Commenting on the plan of creating an independent payment system in Europe, Zhao told Xinhua that geopolitical risks, including US unilateral sanctions against Iran, where plenty of European companies are present, have pushed up a sense of urgency for European policymakers to establish independent payment and settlement infrastructures.
"On the other hand, with the help of a new financial infrastructure, the euro area will be able to benefit from Brexit -- to resettle a massive euro settlement from London to the continent of Europe," she added.
Moreover, strengthening the euro's global role would require more unity and deeper EU reforms. Zhao pointed out that a certain extent of fiscal synergy would be necessary to preserve monetary stability, and communication efficiency at different levels within the EU should be enhanced.
Draghi said that the ECB stands ready to cooperate with the EU Commission and member states on defining or enhancing the international role of the euro, even though it's not part of the ECB's mandate.
European Central Bank (ECB) President Mario Draghi attends a press conference at the ECB headquarters in Frankfurt, Germany, on Sept. 13, 2018.

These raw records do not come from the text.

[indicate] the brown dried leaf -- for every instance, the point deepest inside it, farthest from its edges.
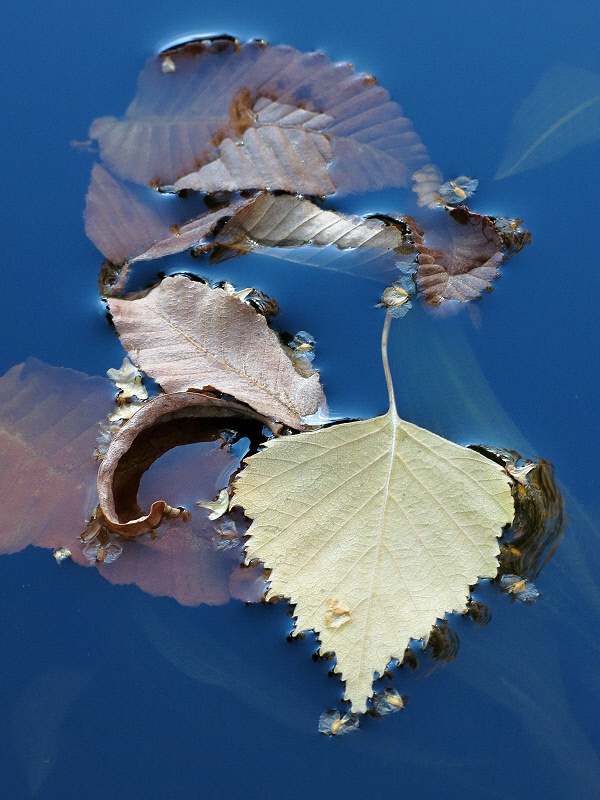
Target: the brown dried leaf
(216, 95)
(459, 255)
(48, 426)
(291, 159)
(186, 335)
(287, 221)
(143, 439)
(124, 227)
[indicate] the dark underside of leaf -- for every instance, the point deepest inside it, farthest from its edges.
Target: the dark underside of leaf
(459, 255)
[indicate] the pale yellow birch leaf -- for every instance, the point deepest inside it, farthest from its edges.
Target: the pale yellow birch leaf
(373, 530)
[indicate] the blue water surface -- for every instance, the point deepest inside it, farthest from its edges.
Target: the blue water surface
(108, 692)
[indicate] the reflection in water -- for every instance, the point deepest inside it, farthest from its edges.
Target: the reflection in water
(462, 400)
(562, 112)
(38, 714)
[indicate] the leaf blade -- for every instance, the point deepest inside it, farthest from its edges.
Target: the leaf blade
(330, 549)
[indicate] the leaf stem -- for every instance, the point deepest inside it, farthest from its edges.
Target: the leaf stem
(386, 363)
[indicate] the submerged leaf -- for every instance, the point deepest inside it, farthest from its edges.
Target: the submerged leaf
(48, 425)
(186, 335)
(562, 112)
(249, 114)
(459, 255)
(378, 525)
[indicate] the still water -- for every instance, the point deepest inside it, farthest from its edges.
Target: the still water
(107, 691)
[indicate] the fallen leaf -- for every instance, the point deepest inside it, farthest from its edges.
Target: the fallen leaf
(49, 420)
(379, 523)
(284, 222)
(459, 255)
(136, 445)
(248, 114)
(126, 226)
(562, 112)
(186, 335)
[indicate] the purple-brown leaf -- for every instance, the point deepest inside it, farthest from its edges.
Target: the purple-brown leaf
(139, 442)
(459, 255)
(48, 428)
(49, 420)
(287, 222)
(124, 227)
(186, 335)
(215, 97)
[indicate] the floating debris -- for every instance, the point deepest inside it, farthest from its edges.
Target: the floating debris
(217, 507)
(513, 236)
(332, 723)
(336, 614)
(520, 588)
(454, 193)
(128, 379)
(61, 554)
(396, 300)
(387, 702)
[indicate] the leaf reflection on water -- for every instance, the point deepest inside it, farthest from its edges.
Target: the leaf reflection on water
(562, 112)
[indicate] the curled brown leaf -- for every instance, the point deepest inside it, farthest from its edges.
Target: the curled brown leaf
(459, 255)
(144, 438)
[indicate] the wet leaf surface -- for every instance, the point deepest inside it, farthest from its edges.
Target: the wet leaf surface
(226, 113)
(161, 424)
(459, 255)
(284, 222)
(49, 419)
(128, 226)
(186, 335)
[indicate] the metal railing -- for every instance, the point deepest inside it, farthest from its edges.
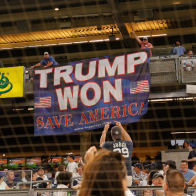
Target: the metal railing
(33, 182)
(188, 69)
(138, 191)
(163, 70)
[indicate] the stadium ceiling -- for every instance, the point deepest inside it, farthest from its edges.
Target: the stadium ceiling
(77, 20)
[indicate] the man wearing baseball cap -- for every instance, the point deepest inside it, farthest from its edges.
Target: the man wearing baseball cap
(124, 147)
(192, 155)
(72, 166)
(144, 44)
(3, 185)
(47, 61)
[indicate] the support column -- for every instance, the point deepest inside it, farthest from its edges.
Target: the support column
(85, 142)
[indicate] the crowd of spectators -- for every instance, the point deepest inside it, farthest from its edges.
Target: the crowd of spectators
(106, 171)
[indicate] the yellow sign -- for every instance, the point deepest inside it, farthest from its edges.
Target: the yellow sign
(11, 82)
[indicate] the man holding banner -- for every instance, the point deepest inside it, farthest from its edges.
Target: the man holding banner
(124, 147)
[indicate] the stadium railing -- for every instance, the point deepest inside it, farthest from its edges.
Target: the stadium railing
(188, 73)
(137, 191)
(163, 70)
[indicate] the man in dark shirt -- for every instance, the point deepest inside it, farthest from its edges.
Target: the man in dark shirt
(124, 147)
(47, 61)
(12, 180)
(192, 156)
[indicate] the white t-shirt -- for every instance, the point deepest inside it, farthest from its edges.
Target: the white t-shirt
(161, 172)
(24, 179)
(3, 185)
(55, 181)
(44, 178)
(60, 193)
(128, 193)
(72, 167)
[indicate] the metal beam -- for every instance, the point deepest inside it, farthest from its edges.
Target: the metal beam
(119, 21)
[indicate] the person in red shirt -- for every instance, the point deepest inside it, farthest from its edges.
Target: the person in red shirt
(144, 44)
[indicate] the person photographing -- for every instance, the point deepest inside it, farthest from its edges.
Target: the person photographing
(124, 147)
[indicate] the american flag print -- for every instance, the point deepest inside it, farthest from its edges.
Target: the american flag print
(139, 87)
(42, 102)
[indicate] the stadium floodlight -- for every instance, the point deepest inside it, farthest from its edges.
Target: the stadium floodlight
(99, 40)
(64, 43)
(159, 35)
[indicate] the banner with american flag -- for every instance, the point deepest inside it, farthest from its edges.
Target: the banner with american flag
(87, 94)
(139, 87)
(42, 102)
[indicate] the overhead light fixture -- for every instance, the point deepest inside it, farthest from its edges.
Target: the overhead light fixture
(6, 48)
(18, 109)
(158, 100)
(80, 42)
(159, 35)
(64, 43)
(173, 133)
(50, 45)
(176, 3)
(144, 36)
(20, 47)
(99, 40)
(35, 46)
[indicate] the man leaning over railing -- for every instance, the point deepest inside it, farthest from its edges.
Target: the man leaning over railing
(144, 44)
(188, 63)
(47, 61)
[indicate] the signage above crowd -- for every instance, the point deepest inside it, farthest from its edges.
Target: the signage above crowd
(85, 95)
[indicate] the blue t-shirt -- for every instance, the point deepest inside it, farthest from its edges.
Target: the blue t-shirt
(50, 59)
(123, 147)
(188, 175)
(179, 50)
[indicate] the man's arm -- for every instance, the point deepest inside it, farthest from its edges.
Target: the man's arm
(136, 37)
(49, 64)
(192, 180)
(103, 136)
(126, 135)
(191, 160)
(151, 46)
(36, 65)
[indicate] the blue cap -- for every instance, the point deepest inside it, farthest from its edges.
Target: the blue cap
(138, 165)
(192, 145)
(2, 174)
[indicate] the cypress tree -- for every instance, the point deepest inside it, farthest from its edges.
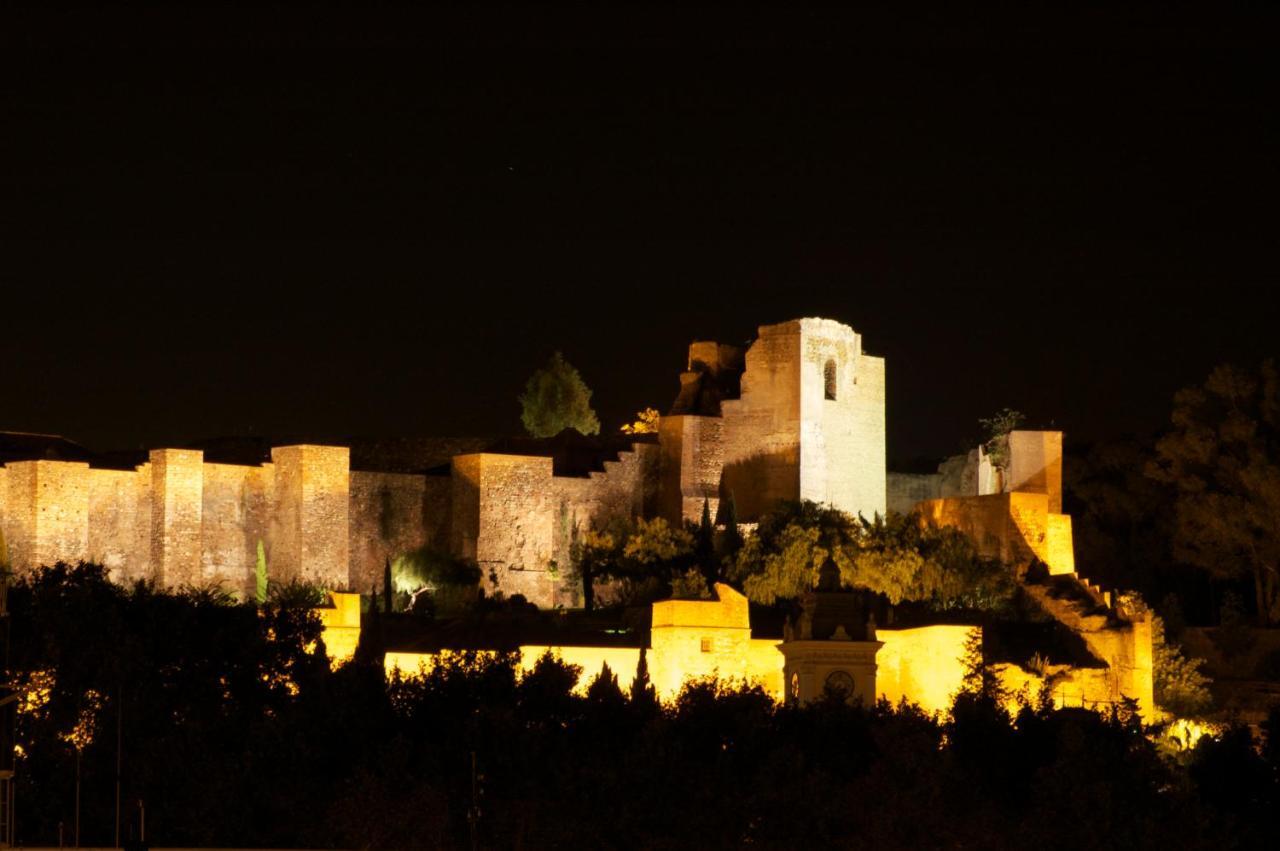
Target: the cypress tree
(704, 548)
(641, 690)
(260, 573)
(732, 535)
(387, 585)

MULTIPOLAR MONETARY SYSTEM
The EU's endeavor to enhance the euro and break the monopoly of the dollar may not necessarily result in a thorough replacement of the greenback; instead, Europe appears to be making strides towards a multipolar international monetary system, a widely welcomed move.

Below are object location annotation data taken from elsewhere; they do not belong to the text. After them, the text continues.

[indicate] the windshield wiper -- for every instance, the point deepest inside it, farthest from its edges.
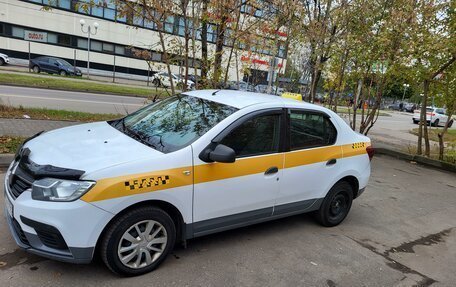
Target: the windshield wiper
(136, 135)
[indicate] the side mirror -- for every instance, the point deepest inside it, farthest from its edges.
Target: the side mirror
(221, 153)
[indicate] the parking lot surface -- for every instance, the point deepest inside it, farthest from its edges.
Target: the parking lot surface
(400, 232)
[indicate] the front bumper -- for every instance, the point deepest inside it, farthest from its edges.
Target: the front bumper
(64, 231)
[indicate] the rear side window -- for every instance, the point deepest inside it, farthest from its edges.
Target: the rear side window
(309, 129)
(257, 136)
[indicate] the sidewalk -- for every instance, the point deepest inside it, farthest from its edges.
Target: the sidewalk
(28, 127)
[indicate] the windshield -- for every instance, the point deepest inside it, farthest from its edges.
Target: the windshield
(173, 123)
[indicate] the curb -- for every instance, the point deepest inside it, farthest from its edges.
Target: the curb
(417, 158)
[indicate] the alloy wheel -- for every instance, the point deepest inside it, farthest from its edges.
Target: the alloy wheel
(142, 244)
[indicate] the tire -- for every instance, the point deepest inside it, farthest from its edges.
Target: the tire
(115, 239)
(336, 205)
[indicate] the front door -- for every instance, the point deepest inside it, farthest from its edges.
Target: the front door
(232, 194)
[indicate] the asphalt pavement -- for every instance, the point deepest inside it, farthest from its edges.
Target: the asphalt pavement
(73, 101)
(400, 232)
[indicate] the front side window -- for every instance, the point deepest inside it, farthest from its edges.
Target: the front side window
(173, 123)
(257, 136)
(308, 129)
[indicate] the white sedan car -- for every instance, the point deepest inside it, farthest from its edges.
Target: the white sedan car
(190, 165)
(161, 79)
(434, 116)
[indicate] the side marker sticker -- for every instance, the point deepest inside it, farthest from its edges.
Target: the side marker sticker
(146, 182)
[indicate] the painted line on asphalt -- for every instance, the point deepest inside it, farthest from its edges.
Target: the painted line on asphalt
(71, 100)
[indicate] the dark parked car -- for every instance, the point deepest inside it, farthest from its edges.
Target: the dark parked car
(53, 66)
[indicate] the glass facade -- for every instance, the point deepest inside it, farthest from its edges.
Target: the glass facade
(105, 9)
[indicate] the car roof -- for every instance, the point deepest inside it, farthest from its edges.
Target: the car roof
(242, 99)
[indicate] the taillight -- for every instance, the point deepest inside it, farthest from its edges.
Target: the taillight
(370, 152)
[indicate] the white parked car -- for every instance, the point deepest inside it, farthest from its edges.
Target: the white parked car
(161, 79)
(187, 166)
(434, 116)
(3, 59)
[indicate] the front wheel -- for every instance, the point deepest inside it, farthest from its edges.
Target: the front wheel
(336, 205)
(138, 241)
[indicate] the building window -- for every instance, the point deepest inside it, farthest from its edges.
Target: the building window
(107, 47)
(82, 43)
(65, 4)
(64, 40)
(156, 57)
(96, 46)
(120, 50)
(18, 32)
(169, 24)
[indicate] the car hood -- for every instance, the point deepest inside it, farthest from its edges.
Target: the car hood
(88, 147)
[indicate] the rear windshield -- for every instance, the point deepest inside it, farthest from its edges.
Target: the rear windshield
(173, 123)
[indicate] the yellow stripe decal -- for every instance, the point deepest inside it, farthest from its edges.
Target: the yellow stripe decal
(132, 184)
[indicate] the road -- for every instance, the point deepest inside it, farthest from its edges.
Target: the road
(400, 232)
(74, 101)
(392, 129)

The share of dollar reserves has shrunk for five consecutive quarters as the greenback weakened in the first three months of 2018, while the euro, Chinese renminbi (RMB) and British sterling's shares of reserves increased, according to the IMF, showcasing a strong trend toward "de-dollarisation."
While getting increasingly more international recognition, the RMB, which was included in the IMF's Special Drawing Rights (SDR) basket as a fifth currency two years ago, is also committed to contributing to a more multipolar economic order.
At the end of 2017, the total RMB-denominated financial assets held by foreign institutions and individuals amounted to 4.28 trillion yuan ($625.7 billion), up 41.3 percent year on year.
The ECB as well as the central banks of Germany, France and others have added RMB to their foreign exchange reserve pool and accordingly reduced their dollar reserves.
"There must be further opportunities of cooperation between the euro and RMB, as 'de-dollarisation' proceeds," Zhao said. Examples of cooperation include actively adopting local currencies for settlement in bilateral trade, linking factor markets and exchanges between China and Europe and applying bilateral currency swaps more extensively.